21. field notes 2: waking the soul fire
- thompson (tbird) bishop
- Jun 23
- 4 min read
I am writing the story of time across the fabric of my being, like wildflowers write the season of renewal across the body of earth.
Long ago, in midst the darkest night and the blackest black, a deep call was awakening in me vast longing and terrible grief, yet it would not stay silent. So I awoke, trembling, on the edge, closing and opening in equal parts to the mystery, until at last, one fine spring day, at the fine age of thirty, I found the ledge that so many had supported me in finding, and began at last to do the work I was born to do.

This is that work, a vocation more than a job, a calling more than an answer.
Last week, I got to sit with my teachers, these younglings who, in direct awareness of their rite of passage, called forth themselves toward an initiated adolescence in which they would bring their inner child with them and nurture a growing and expanding sense of self without leaving their body and child behind.
I learned a lot of new words on the first day, and it is hard to really grok the change in slang and technological orientation for teens today from when I first embarked on a wilderness adventure some thirty years back . There was no 'Ris', no 'primary Opp', and most assuredly no smartphones or social media. Yet quite quickly, the land and our immersion in it called forth from us an ancient cadence of emotion, of awe and wonder, of meaning and discovery.
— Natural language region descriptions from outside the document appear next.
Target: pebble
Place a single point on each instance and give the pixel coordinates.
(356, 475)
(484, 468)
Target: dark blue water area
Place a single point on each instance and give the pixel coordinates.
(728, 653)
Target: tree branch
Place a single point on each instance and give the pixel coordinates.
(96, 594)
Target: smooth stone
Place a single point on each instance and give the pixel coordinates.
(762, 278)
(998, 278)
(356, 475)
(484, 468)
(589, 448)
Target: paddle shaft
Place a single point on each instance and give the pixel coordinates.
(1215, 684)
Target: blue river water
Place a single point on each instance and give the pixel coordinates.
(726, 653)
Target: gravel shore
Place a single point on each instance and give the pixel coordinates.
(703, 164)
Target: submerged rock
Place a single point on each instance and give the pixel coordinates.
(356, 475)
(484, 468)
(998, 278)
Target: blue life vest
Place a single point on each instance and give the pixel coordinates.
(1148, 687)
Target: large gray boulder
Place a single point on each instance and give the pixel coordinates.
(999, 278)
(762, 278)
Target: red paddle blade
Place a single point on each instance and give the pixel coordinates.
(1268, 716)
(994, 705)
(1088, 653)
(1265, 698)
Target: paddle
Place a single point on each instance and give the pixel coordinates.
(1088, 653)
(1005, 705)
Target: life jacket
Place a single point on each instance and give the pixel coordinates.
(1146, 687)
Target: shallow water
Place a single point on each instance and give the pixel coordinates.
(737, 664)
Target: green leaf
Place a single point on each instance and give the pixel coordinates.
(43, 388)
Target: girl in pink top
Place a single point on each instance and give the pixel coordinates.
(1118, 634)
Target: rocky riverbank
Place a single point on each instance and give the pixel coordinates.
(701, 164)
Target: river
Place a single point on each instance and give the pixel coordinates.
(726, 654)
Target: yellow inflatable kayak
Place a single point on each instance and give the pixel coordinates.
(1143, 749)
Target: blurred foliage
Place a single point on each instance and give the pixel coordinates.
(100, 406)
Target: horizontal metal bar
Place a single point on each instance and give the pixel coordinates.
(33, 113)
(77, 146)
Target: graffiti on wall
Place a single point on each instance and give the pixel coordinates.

We named our stuckness-es, our distracted states inherited from the wider culture. Each of us, opened ourselves to check-in to the forest and the sensorial lifeworld around us. We cocreated a container, both for our humanness and for/with/in the more-than-human lifeworld.
I think often of Naropa University, of the embodied and contemplative education I received there, of meeting my love there, of the vast practices of dismantling the internalized and encultured structures of our confusing world. On the land, we let the crazy wisdom emerge end belong.
Chogyam Trungpa (1991) was an initiated and lineage holder in crazy wisdom, a skillful means practice of making the unseen seen. In this era of bright darkness, dazzling technologies, and accelerated lives and learning, this can be as simple as naming our distraction and as complicated as reclaiming the lost parts of our lives which were thrown out for not conforming, and/or injured by overtly dissociative states of people in positions of power.

And so, in a wilderness nearby, the seven of us ready to Awaken Our Soul Fire steeped in such wisdom, and opened ourselves to the ceremony and the great mystery of a wilderness rite of passage.

Yellow Pea and Monkshood cover the ground in all directions, while a few very old and tall Aspen provide us just enough shelter amidst the midday light to make a basecamp. Soon, we will stand, each with our stone, and create the threshold circle–-a place each child will step into as they mark their rite of passage and step out of as an initiated adolescent. First, though, we will make a vow to keep ourselves safe, a promise to return, and sing a song that has been sung by thousands of questers headed to the land:
we are one with the infinite sun, forever and ever and ever
we are one with the infinite earth, forever and ever and ever
The echoes of the stories still permeate my consciousness, and I can hear the depth and wisdom of these young voices and beings as they made sense of their place in the vast lineage of belonging amidst so much social, cultural, and historical confusion…

We held vigil with our inner worlds, and called in…
healing
strength
creativity
sensitivity
vulnerability
being wanted
being a good friend
being loveable
acceptance of our shadows as gifts
as okay
as enough
as love too
We were held by Aspen, Spruce, and the vastness of a thriving high mountain ecosystem. We let the white butterflies touch us and remind us of our innate and unbreakable purity. While the hills were steep, we learned to hike them for our people, and both drew and gave inspiration into our humyn and more-than-humyn communities, near and far.
We took naps, muddied our feet, and sat with our fears and tears. We told time with the shadows, with the casting of light and dark across the terrain of the land and our bodies. We drummed on the land, and called out in bird whistles to our people, and they called back.
We roared.
We whispered.
We let the wildness embrace all our parts.

I can still see clearly this exquisite yet mundane moment along the trail. We were exiting a high meadow of Aspen trees, a vast openness, and beginning the final decent into a spruce/pine forest of the last two miles of the trek. The initiated adolescents were now in the lead, and as we guides were in the rear, we could see them walk under a thin gossamer thread of a spiders web strung between two ten-foot evergreens on either side of the trail–-a perfect threshold under which we all passed, ready to claim and enact out initiations, in all their various forms.
In humility and gratitude,
tbird

References
Trungpa, C. (1991). Crazy wisdom. (S. Chödzin, Ed.). Shambhala.